Optional problems with solution
Problem 4.1 In how many ways can you
- draw a first card and then a second card from a 52-card deck?
- draw a two cards from a 52-card deck?
- draw a first, second, and third card from a 52-card deck?
Give reasons for your answers?
Problem 4.2 (Video Solution «Counting dinners») A dinner meal ought to comprise both starch and protein. Suppose you have the options of potatoes, rice, and spaghetti for the starch and beef, chicken, or meatballs for the protein.
How many different dinners can you cook? Assume that you are allowed only one ingredient of each type.
Problem 4.3 You take part in an urban orienteering race, where you have to visit three out of five posts in any order. The posts are, say, Fjellstuen, the church at Aspøya, Kremmergården, Gågaten, and Byparken.
How many iteneraries are possible.
Problem 4.4 (Paraphrased from Stein et al.

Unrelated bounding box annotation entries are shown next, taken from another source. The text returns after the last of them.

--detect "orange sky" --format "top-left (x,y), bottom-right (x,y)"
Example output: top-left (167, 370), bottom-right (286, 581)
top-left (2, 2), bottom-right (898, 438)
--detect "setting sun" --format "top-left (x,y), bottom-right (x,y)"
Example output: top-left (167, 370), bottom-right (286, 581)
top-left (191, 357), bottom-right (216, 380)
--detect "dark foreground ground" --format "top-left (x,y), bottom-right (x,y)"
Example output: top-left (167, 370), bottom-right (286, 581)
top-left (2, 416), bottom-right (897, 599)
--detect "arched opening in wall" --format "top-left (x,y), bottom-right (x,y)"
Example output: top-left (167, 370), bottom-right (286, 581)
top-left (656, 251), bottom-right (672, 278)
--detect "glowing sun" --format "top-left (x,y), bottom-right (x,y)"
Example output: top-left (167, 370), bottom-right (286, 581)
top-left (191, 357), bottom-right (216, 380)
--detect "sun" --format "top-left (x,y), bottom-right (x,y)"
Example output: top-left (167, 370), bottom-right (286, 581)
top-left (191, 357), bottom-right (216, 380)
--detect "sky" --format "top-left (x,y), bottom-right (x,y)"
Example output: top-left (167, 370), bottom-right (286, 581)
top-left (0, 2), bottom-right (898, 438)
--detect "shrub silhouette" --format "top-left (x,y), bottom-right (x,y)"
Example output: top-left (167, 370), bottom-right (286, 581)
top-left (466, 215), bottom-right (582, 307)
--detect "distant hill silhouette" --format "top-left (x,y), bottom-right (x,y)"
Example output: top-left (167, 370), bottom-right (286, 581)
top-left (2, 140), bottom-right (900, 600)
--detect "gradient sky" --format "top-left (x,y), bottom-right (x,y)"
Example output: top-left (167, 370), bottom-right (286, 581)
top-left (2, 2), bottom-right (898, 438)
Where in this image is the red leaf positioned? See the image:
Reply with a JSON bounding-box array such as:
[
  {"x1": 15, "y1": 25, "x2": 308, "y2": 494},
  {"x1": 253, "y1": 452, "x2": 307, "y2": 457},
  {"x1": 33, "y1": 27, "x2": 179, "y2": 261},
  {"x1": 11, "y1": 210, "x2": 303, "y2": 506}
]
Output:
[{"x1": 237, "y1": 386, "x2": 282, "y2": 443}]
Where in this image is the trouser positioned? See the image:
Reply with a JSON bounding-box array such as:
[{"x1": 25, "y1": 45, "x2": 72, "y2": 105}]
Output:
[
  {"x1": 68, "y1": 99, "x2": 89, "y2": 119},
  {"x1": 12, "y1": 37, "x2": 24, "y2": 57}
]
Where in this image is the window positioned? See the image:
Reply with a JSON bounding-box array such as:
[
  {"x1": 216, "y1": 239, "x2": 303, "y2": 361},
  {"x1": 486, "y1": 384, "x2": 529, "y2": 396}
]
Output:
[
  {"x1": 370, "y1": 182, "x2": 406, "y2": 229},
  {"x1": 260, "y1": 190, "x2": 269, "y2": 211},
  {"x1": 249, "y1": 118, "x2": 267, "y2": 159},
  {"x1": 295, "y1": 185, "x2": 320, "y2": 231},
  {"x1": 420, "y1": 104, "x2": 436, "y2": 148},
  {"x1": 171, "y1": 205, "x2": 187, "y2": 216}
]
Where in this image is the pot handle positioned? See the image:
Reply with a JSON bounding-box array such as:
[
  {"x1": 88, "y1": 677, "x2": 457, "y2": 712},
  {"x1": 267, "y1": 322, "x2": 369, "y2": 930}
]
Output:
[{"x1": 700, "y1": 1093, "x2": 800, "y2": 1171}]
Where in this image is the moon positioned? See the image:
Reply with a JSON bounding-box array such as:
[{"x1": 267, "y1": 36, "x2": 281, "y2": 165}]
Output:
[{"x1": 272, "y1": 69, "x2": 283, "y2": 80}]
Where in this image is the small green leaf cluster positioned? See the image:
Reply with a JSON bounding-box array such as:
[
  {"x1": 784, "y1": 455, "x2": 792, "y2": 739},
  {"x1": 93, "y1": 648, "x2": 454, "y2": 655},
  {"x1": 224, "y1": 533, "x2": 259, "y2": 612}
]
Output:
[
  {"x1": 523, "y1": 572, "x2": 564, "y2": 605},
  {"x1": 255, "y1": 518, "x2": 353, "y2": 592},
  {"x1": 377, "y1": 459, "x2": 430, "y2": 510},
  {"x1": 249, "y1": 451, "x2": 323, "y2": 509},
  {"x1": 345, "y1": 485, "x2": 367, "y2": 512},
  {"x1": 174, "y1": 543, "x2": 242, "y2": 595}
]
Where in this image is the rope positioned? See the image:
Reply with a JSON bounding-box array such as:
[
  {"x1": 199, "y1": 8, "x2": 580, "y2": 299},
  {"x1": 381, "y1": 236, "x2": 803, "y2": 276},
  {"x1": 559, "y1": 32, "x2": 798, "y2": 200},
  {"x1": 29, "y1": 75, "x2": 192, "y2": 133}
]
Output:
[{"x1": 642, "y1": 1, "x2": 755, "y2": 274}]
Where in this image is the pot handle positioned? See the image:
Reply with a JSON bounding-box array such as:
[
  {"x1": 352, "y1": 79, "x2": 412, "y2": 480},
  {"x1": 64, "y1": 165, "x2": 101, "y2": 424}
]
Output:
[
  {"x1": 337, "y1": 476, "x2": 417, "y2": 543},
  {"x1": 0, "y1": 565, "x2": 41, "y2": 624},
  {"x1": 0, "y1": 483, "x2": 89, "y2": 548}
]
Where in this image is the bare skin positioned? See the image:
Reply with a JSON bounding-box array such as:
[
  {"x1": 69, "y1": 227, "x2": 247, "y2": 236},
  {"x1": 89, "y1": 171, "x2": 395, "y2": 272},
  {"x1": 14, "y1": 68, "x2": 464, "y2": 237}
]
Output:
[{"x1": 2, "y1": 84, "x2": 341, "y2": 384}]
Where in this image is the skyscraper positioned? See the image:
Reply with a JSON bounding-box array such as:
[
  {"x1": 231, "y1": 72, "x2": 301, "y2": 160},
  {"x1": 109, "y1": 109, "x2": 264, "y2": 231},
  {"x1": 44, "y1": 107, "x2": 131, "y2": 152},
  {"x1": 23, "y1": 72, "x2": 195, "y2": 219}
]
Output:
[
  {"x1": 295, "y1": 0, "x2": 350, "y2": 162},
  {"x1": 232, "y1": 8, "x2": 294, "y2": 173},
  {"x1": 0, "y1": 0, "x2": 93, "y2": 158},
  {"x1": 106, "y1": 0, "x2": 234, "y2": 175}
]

Section 1.2) A password (for some computer system) is between four and eight characters long (inclusive), and composed of lowercase and/or uppercase letters (26-letter alphabet).
- How many passwords are possible?
- What counting principle(s) do you use?
- What percentage of valid passwords have exactly four letters?
Problem 4.5 A basketball team has twelve players, with five players on the field at any time.
- In how many ways can the coach choose the five players?
- In how many ways can the coach choose the
players, given that he has five guards, four forwards, and thre centres on the team?
- Suppose one of the three centres is also skilled as a forward. How many ways are there to choose the five players now?
Problem 4.6 (Video Solution «Lotto») What is the probability of getting 7 correct numbers in a lotto ticket (playing one row only)?
The draw selects 7 random numbers out of a pool of 34 numbers. You need to start by calculating the number of possible 7-sets that can be drawn.